Ankara'da yaşayan Pehlivanoğlu, ülkücü kimliği sebebiyle darbenin ardından tutuklandı. Sıkıyönetim mahkemesinde yargılandı ve emekli Askerî Hâkim Ali Fahir Kayacan'ın da imzasıyla idam cezasına çarptırıldı. "12 Eylül döneminde uygulanan adalet şimdiye göre daha adildi." çıkışıyla eleştirilen Kayacan'ın bu sözlerine bir tepki de Mustafa Pehlivanoğlu'nun babası Necmi Peh-livanoğlu'ndan geldi. Açıklamanın zamanlamasına dikkat çeken acılı baba, "Yargılamadan korktuğu için; kendini kurtarmak istiyor. Herhalde, asıl adalet yerini bulacak diye korkuyor." diyor. Pehlivanoğlu ile aynı dönemde asılan bir diğer ülkücü Fikri Arıkan'ın ağabeyi Alaattin Arıkan ise Kayacan'ın yargılanacağını anlayınca, kendisini aklama- ya çalıştığını söylüyor.

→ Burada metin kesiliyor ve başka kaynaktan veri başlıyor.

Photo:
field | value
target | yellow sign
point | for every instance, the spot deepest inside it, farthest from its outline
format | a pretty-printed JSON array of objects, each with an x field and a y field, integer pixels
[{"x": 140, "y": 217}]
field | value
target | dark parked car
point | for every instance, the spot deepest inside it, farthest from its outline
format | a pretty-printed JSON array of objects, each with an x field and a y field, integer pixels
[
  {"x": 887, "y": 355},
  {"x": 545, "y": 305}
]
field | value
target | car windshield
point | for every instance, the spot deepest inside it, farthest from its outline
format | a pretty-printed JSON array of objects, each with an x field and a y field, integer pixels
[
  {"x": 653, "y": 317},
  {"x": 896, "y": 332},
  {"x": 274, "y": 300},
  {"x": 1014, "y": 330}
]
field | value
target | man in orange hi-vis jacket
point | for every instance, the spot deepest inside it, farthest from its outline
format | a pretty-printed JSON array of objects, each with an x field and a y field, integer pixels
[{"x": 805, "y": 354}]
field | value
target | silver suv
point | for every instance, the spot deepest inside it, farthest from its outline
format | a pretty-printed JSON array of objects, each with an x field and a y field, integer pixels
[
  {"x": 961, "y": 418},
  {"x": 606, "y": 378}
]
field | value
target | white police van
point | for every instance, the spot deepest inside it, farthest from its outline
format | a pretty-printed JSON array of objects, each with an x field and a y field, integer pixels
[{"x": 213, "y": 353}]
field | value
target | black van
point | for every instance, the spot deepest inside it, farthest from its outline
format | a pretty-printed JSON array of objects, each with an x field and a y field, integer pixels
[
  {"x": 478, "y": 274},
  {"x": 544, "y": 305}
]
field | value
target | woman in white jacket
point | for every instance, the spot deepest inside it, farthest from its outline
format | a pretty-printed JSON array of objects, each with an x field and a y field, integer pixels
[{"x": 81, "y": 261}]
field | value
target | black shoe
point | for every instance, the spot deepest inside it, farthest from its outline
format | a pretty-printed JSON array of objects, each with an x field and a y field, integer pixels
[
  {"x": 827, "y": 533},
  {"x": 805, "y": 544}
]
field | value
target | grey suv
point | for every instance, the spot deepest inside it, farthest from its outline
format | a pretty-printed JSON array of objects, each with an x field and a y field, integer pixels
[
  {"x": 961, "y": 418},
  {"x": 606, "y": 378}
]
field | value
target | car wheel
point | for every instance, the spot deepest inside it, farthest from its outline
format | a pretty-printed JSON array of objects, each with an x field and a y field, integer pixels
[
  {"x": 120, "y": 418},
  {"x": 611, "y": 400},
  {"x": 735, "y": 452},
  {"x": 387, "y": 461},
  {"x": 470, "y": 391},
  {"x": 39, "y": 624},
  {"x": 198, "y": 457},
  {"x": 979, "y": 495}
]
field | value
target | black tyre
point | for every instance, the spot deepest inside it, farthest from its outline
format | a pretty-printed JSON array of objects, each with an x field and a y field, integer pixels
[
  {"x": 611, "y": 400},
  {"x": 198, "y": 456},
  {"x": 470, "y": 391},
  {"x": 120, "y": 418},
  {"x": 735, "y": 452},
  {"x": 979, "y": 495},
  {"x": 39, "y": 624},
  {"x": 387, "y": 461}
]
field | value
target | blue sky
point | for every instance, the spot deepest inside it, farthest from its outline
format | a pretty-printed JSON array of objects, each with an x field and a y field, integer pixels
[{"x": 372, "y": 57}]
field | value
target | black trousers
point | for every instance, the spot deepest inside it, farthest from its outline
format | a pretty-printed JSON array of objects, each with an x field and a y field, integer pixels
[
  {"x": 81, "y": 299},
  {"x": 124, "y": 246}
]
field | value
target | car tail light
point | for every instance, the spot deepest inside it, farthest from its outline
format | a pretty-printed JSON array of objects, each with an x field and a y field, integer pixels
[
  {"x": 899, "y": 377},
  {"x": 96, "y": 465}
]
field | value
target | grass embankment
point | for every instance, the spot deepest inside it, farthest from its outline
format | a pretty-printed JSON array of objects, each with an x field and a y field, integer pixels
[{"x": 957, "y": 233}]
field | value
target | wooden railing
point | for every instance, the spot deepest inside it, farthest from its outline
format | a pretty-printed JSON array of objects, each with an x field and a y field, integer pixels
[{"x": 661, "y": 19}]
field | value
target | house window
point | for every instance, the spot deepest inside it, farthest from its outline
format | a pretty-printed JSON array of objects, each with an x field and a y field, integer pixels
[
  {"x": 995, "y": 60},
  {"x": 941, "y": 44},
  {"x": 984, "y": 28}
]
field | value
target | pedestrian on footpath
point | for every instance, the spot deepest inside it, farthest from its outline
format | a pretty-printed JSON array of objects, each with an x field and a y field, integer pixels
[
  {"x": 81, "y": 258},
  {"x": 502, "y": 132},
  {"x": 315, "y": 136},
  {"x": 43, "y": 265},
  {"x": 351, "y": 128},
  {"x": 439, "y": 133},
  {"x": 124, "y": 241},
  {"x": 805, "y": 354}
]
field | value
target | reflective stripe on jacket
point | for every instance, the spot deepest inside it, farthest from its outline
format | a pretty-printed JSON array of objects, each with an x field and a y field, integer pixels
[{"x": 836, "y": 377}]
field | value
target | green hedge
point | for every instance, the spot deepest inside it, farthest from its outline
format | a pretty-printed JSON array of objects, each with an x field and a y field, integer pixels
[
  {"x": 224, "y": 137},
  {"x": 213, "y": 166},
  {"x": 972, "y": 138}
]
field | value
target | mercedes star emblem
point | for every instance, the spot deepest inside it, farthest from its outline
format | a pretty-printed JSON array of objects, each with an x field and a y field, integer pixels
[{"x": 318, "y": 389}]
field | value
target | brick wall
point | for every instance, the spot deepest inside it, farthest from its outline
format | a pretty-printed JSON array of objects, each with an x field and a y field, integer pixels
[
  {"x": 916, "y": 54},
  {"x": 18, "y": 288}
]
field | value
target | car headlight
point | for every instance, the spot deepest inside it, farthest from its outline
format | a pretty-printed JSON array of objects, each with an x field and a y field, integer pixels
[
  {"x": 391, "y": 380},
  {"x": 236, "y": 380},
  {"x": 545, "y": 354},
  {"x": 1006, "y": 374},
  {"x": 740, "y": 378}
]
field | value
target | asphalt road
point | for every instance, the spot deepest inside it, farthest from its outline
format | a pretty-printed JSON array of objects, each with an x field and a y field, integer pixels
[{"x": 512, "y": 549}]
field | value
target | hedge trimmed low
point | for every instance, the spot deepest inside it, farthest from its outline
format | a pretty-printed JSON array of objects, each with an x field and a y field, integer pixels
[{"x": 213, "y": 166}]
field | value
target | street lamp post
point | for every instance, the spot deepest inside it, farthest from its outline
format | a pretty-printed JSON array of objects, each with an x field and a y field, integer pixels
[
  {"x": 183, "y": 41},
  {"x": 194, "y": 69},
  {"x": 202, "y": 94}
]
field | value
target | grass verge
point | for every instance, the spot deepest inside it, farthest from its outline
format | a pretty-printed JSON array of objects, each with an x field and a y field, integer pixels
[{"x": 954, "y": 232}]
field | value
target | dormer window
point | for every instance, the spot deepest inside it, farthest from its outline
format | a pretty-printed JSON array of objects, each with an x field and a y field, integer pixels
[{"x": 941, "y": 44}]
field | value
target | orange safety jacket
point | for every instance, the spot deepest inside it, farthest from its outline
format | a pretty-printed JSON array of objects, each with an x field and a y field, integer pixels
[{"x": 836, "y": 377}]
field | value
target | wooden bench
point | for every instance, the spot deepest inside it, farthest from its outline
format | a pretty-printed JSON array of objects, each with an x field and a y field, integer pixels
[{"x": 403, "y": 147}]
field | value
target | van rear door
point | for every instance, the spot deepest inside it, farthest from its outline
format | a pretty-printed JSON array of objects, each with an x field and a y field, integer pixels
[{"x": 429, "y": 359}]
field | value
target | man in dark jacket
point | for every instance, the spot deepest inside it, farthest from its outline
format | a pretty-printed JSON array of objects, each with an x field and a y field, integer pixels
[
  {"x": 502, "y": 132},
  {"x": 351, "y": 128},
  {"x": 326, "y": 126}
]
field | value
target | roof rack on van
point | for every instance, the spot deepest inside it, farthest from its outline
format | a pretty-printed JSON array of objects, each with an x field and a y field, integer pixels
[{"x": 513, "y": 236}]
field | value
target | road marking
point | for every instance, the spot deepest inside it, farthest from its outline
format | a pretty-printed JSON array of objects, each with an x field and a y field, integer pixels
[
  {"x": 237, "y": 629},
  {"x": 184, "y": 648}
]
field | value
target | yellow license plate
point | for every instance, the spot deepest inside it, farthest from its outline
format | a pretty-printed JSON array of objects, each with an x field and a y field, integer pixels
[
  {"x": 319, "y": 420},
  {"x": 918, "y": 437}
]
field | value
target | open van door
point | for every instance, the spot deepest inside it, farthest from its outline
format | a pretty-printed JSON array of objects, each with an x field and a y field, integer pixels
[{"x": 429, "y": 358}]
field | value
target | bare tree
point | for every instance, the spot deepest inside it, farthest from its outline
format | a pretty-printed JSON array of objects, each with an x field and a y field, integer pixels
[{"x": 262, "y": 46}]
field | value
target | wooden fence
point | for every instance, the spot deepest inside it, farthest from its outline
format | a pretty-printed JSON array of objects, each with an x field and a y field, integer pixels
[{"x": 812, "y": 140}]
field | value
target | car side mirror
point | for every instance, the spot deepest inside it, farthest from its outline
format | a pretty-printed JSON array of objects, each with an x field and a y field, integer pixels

"Sevgili anneciğim ve babacığım, sizler beni bu yaşa kadar büyüttünüz ve yetiştirdiniz. (...) Kader ne ise onu çekeceğiz. Ben de kardeşim Haydar gibi bir an önce Allah'ın huzuruna çıkacağım. Eğer benim günahım varsa Cenab-ı Allah'ın huzurunda çekmeye hazırım. Yok, bir yanlışlık sonucu ölümüme karar verenler, idam edenler Allah'tan bulsunlar. (...)"
Yukarıdaki satırların sahibi 12 Eylül askeri darbesinin ardından darağacına gönderilen ilk ülkücü Mustafa Pehlivanoğlu'ydu. Balgat'ta kahvehaneyi taramakla suçlandı. İdama mahkum edildi. Yukarıdaki satırları yazdıktan kısa bir süre sonra cuntanın emriyle idam edildi. 22 yaşındaydı. Asıldığından ailesinin bile haberi yoktu. Oğullarının idam edildiğini üç gün sonra cezaevinde ziyarete geldiklerinde öğrendiler. Suçsuzluğunu ortaya koyan hiçbir delil dikkate alınmadı. 12 Eylül'ün sahipleri, 'denge olsun diye' asmışlardı. Önce solcu Necdet Adalı darağacına gönderilmişti. Ardından da Mustafa Pehlivanoğlu. İdam kararını verenler arasında sıkıyönetim mahkemesi Hakimi Fahir Kayacan da vardı. Kayacan, bizzat iki infaza da katılacaktı. Önce Adalı'nın, ardından da Pehlivanoğlu'nun nasıl asıldığını anılarında ayrıntılı olarak anlattı. Meslek hayatı boyunca 40'tan fazla infaz kararı veren Fahir Kayacan, bugünlerde yine gündemde. Darbenin ardından kendisinin de görev aldığı sıkıyönetim mahkemelerinin bugünkü mahkemelerden daha adil olduğunu savunuyor. Ergenekon terör örgütü davasında sadece sanıklardan Kemal Kerinçsiz'in savunmasının 9 gün sürdüğünü unutmuş olacak ki, 12 Eylül'de sanıkların saatlerce savunma yapmalarına izin verdiklerini söylüyor.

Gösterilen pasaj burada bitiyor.